Esa pregunta de Subjuntivo motivó mi respuesta, esta respuesta, que viene a desbarrancar todo lo que había construído en mi habitación autoindulgente, esas cuatro paredes de madera de pino y un techito al borde de un precipicio.
Primero fue el año nuevo y el temor lógico, el constante desechar cosas por no considerarlas lo suficientemente buenas como para reinaugurar este Jardín. Ese miedo se convirtió luego en terror para, finalmente, dejar paso a la negación. Entonces no pude escribir. Ni un maldito mail. Leí mucho, eso sí (a un promedio espeluznante de dos o tres libros por semana) y jugué alguna noche en la mesa del comedor con mi vieja Remington y el placer redescubierto de tipear con un solo dedo y con mucha fuerza, aporreando las teclas, los dedos negros y esa música inaudita, curiosa mezcla de ametralladora con Gene Kelly bailando tap.

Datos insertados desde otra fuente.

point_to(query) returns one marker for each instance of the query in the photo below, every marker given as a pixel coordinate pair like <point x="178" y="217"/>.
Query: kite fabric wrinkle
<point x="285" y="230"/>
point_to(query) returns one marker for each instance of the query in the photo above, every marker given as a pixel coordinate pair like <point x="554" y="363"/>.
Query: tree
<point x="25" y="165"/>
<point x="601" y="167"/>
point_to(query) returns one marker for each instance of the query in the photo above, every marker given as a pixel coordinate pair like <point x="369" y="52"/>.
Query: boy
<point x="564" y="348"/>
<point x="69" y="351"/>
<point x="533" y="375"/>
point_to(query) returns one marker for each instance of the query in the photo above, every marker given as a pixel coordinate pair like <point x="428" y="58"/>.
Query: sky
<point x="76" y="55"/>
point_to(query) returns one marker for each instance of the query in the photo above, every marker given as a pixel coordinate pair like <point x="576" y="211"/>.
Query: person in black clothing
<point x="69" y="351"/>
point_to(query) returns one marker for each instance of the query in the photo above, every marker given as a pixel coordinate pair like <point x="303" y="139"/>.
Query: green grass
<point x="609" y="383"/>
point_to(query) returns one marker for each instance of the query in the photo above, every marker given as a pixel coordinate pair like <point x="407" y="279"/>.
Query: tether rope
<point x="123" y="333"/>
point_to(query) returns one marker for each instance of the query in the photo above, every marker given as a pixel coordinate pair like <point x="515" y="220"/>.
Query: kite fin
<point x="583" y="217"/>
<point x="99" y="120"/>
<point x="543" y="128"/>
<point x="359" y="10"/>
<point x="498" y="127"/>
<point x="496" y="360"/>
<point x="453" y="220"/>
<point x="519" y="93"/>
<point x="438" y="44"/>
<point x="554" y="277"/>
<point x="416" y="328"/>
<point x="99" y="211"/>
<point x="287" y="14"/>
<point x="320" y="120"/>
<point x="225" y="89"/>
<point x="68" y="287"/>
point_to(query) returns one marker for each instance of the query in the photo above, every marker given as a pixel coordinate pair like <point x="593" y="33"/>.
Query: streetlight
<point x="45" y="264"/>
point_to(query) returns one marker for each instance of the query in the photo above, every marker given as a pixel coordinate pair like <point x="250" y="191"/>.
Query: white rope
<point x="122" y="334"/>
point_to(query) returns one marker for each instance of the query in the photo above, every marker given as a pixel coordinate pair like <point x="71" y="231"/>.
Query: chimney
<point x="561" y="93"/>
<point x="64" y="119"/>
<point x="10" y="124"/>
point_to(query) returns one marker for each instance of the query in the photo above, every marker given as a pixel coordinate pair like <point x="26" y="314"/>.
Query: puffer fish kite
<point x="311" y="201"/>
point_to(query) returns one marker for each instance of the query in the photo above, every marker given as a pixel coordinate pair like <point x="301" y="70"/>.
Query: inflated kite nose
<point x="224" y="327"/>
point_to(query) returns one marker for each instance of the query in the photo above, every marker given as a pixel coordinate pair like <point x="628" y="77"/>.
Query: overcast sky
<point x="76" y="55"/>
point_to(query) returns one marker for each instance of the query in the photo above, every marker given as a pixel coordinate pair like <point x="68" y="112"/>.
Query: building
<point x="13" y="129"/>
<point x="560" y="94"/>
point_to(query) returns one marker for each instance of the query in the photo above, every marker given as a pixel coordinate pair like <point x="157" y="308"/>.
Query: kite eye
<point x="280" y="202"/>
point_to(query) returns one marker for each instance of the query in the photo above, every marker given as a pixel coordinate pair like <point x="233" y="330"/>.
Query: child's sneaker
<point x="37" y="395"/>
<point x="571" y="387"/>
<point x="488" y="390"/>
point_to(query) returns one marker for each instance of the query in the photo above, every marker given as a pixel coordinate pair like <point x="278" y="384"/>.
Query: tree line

Nunca pude volver a plantar ningún instante en este vergel, en el que Andrea se perdía en pos de desmalezar un poco. Sólo escuchaba sus reclamos entre las cortaderas que, de a poco, iban invadiendo el porche. Aunque traté de consolarla, nada pude hacer: yo también me había perdido y las hojas, largas como cuchillos, me tajeaban las piernas y los brazos. Y la noche. Lo peor era la noche.
Ahora estoy de pie en un campo verde e inundado por el olor del pasto cortado. La tierra húmeda desprende vapor y el sol está empezando a asomarse. Todos mis amigos están por llegar.